Sedang Membaca
Kisah Pulung Merdiko, Ratu Dorowati Pacitan, hingga Isu ‘Kiamat Lokal’ di Ponorogo
Najib Zahrou
Penulis Kolom

Alumnus S1 Sejarah Universitas Airlangga dan Magister Ilmu Religi dan Budaya Universitas Sanata Dharma

Kisah Pulung Merdiko, Ratu Dorowati Pacitan, hingga Isu ‘Kiamat Lokal’ di Ponorogo

pulung merdiko dan kolnial

Membaca pengalaman Heri Priyatmoko pulang ke kampung halamannya di Wonogiri dalam artikel Kampung dan Obrolan Pasca Lebaran: Titenono, Gusti Mboten Sare! saya menjadi ingat kampung halaman saya di Ponorogo sana yang juga bertetangga dengan Wonogiri. Dengan cepat ingatan melompat ke tahun 2019 ketika ada sebuah desa di perbatasan Ponorogo-Wonogiri yang beberapa warganya ‘hijrah’ ke salah satu ponpes di Malang karena percaya isu ‘kiamat lokal’ yang didengungkan oleh salah satu pemimpin spiritual di sana.

Dari 52 warga Desa Watubonang yang hijrah tersebut bahkan ada yang menjual tanah pekarangan dan rumahnya sebagai bekal untuk ‘menghindari’ kiamat tersebut. Bagaimana bisa hal ini terjadi di era sekarang? Satu hal yang perlu dipahami adalah di dalam religiositas masyarakat pedesaan selalu ada kaitan erat antara dunia batin dan dunia di sekitarnya.

Dalam masyarakat di pedalaman Jawa Tengah – Jawa Timur yang disebut oleh Heri Priyatmoko hidup di “tanah tandus dan terkadang larang banyu”, religiositas menjabarkan diri sebagai sebuah adaptasi dan respon terhadap kondisi sosial dan ekonomi yang sedang menghimpit. Ponorogo dan Pacitan sebagaimana Wonogiri adalah wilayah yang terisolir dan agak minim bersentuhan dengan dunia luar.

Di sini pengaruh kekuasaan Mataram (yang kemudian terejawantahkan oleh Kasunanan dan Kesultanan) tidak begitu kuat sehingga kontrol terhadap penduduk pun kurang begitu total.
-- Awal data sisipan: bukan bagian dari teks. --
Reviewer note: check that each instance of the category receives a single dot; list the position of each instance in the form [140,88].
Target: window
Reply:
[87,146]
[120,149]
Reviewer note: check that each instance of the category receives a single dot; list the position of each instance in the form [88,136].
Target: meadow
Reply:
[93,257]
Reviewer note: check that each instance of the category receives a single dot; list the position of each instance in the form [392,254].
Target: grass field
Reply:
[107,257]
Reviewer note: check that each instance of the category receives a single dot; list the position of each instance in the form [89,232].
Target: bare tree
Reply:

Pun semenjak tahun 1870, kekuasaan kolonial juga tidak banyak menyentuh aras paling bawah di masyarakat karena wilayah ini dipandang kurang potensial secara ekonomi. Kondisi tersebut membuat wilayah ini menjadi ‘tegalan basah’ untuk munculnya impian-impian mesianistik yang mewujud dalam perlawanan atau pengharapan kemunculan Ratu Adil dan dunia akhir zaman.

Ratu Adil di Tanah “Gersang “

Jauh sebelum digemparkan oleh isu ‘kiamat lokal’ tahun 2019 lalu, di Ponorogo pada tahun 1885 juga geger oleh sebuah gejolak sosial yang dipimpin oleh priyayi lokal bernama Martodimedjo. Martodimedjo menganggap dirinya ‘kewahyon’ sehingga berusaha mengajak penduduk untuk bergabung dengannya guna melawan otoritas kolonial.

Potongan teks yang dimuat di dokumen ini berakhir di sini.